SPD Oberpfalz: Schindler für Opposition oder Neuwahlen

2 Minuten Lesezeit (416 Worte)

Beim Bezirksparteitag der Oberpfälzer SPD in Regenstauf wurde Franz Schindler mit 85% der Stimmen wiedergewählt. Als stellvertretende Vorsitzende wurden MdB Uli Grötsch, MdEP Ismael Ertug, der Bürgermeister von Wenzenbach Sebastian Koch und MdB Marianne Schieder gewählt. Gastrednerin war die Landesvorsitzende Natascha Kohnen.

 

Franz Schindler ging in seinem Bericht auf die Situation der SPD ein. "Wir haben sehr viele Neuaufnahmen in der Oberpfalz, aber auch leider viele Todesfälle". Die erfolgreichsten Ortsvereine bei den Neuaufnahmen wurden geehrt. An der Spitze war der OV Regensburg Kumpfmühl mit 19 Neuaufnahmen.

"Wir haben in Berlin viel für den Bürger geleistet", so Schindler. Renteneintritt derzeit mit 63, Intensivierung des sozialen Wohnungsbaus, Erhöhung des Mindestlohns und vieles mehr. "Aber rübergebracht haben wir das nicht. Denn sonst ist es nicht zu erklären, dass wir bei der Wahl so schlecht abgeschnitten haben". Er plädierte für ein Verbleiben in der Opposition oder Neuwahlen.

Dieses Thema beschäftigte den Parteitag bis zum Ende. Einen Initiativantrag zum „Nein zur GroKo“ wurde mit Stimmengleichheit abgelehnt.

Dass es Bayern wirtschaftlich gut geht, sehe jeder, so Schindler. "Wir müssen aber auch dafür sorgen, dass es nicht nur Boomtowns gibt, sondern dass auch Gegenden wie die nördliche Oberpfalz und die Grenzregionen zu Tschechien daran teilhaben können". Ein wichtiges Projekt dabei sei auch die Elektrifizierung der Bahnstrecke Regensburg – Hof. Hier müsse aber auch der Lärmschutz ganz vorne auf der Agenda stehen. "Wir können es den Bürgern nicht zumuten, wenn elend lange Güterzüge im Minutentakt durch die Orte fahren und es keinen Lärmschutz gibt".

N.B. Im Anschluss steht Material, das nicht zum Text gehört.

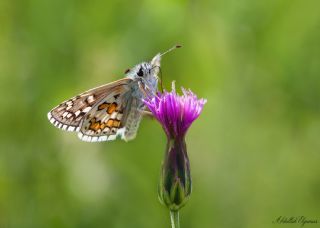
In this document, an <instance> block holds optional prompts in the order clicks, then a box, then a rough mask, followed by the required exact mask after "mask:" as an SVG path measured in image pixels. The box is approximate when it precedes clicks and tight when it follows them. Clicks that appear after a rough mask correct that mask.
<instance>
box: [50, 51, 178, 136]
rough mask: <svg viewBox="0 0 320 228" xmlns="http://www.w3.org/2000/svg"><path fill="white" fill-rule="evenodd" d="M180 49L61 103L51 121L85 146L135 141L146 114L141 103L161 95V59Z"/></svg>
mask: <svg viewBox="0 0 320 228" xmlns="http://www.w3.org/2000/svg"><path fill="white" fill-rule="evenodd" d="M179 47H181V46H179V45H176V46H174V47H172V48H170V49H169V50H167V51H166V52H164V53H162V54H160V53H159V54H157V55H156V56H154V57H153V58H152V60H151V61H150V62H142V63H140V64H137V65H136V66H134V67H133V68H131V69H129V70H127V71H126V72H125V77H124V78H122V79H120V80H117V81H114V82H111V83H108V84H105V85H102V86H99V87H96V88H93V89H90V90H88V91H86V92H83V93H81V94H79V95H77V96H75V97H72V98H70V99H69V100H66V101H64V102H62V103H61V104H59V105H58V106H56V107H55V108H53V109H52V110H51V111H50V112H49V113H48V119H49V121H50V122H51V123H52V124H53V125H54V126H56V127H58V128H60V129H62V130H66V131H74V132H78V137H79V138H80V139H81V140H83V141H86V142H102V141H110V140H114V139H116V138H117V137H121V139H123V140H125V141H129V140H132V139H134V138H135V136H136V134H137V130H138V128H139V124H140V121H141V119H142V116H143V113H144V112H145V111H146V110H145V105H144V103H143V101H142V99H143V98H145V97H146V96H154V95H155V94H156V93H157V91H158V82H159V77H158V73H159V72H160V61H161V57H162V56H163V55H164V54H166V53H168V52H170V51H172V50H174V49H175V48H179ZM160 73H161V72H160Z"/></svg>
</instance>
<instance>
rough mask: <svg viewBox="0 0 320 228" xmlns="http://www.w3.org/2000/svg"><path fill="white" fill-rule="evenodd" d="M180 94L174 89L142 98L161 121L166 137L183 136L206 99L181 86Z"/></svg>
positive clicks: (199, 112)
mask: <svg viewBox="0 0 320 228" xmlns="http://www.w3.org/2000/svg"><path fill="white" fill-rule="evenodd" d="M182 93H183V95H182V96H179V95H178V94H177V93H176V91H175V86H174V83H172V91H171V92H166V91H165V92H164V93H163V94H161V93H158V94H157V96H154V97H149V98H147V99H145V100H144V103H145V105H146V106H147V107H148V108H149V109H150V111H151V112H152V114H153V115H154V116H155V117H156V118H157V120H158V121H159V122H160V123H161V125H162V127H163V128H164V130H165V132H166V134H167V136H168V137H183V136H184V135H185V134H186V132H187V130H188V128H189V127H190V125H191V124H192V122H193V121H194V120H195V119H197V118H198V117H199V115H200V113H201V111H202V108H203V106H204V104H205V103H206V102H207V100H206V99H198V98H197V96H196V95H195V94H194V93H193V92H192V91H191V90H186V89H184V88H182Z"/></svg>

Natascha Kohnen ging ebenfalls auf die verlorenen Wahl und die Regierungsbildung ein. Der FDP-Vorsitzende Christian Lindner mit seinem überzogenen Ego, so Kohnen, habe die Koalitionsverhandlungen platzen lassen. Nun solle die SPD alles retten.

Die CSU habe bei jeder Gelegenheit gegen die große Koalition geschossen "und ruft heute die SPD zu ihrer Verantwortung auf. Jetzt müssen erst mal alle Optionen auf den Tisch und man muss über alles reden". Für die SPD seien dies die Hauptpunkte: Bürgerversicherung, Abschaffung der Abgeltungssteuer, ein Einwanderungsgesetz, strenge Auflagen für Freihandel und Waffenhandel.

"Auch der Bürger muss wieder in der Mitte stehen. Es kann nicht sein, dass ein Großteil am Ende des Monats nicht mehr weiß, wie es weitergeht, obwohl er in Vollzeit arbeitet". Auch müsse der Politiker wieder die Sprache des Bürgers sprechen. Und, so Kohnen, "wir müssen ihm auch die Angst vor dem Verlust des Arbeitsplatzes, durch die Digitalisierung nehmen. Daher ist es wichtig, die Bildung auf allen Ebenen zu intensivieren. Nur wenn wir den Bürger wieder zurückholen, können wir auch Wahlen gewinnen."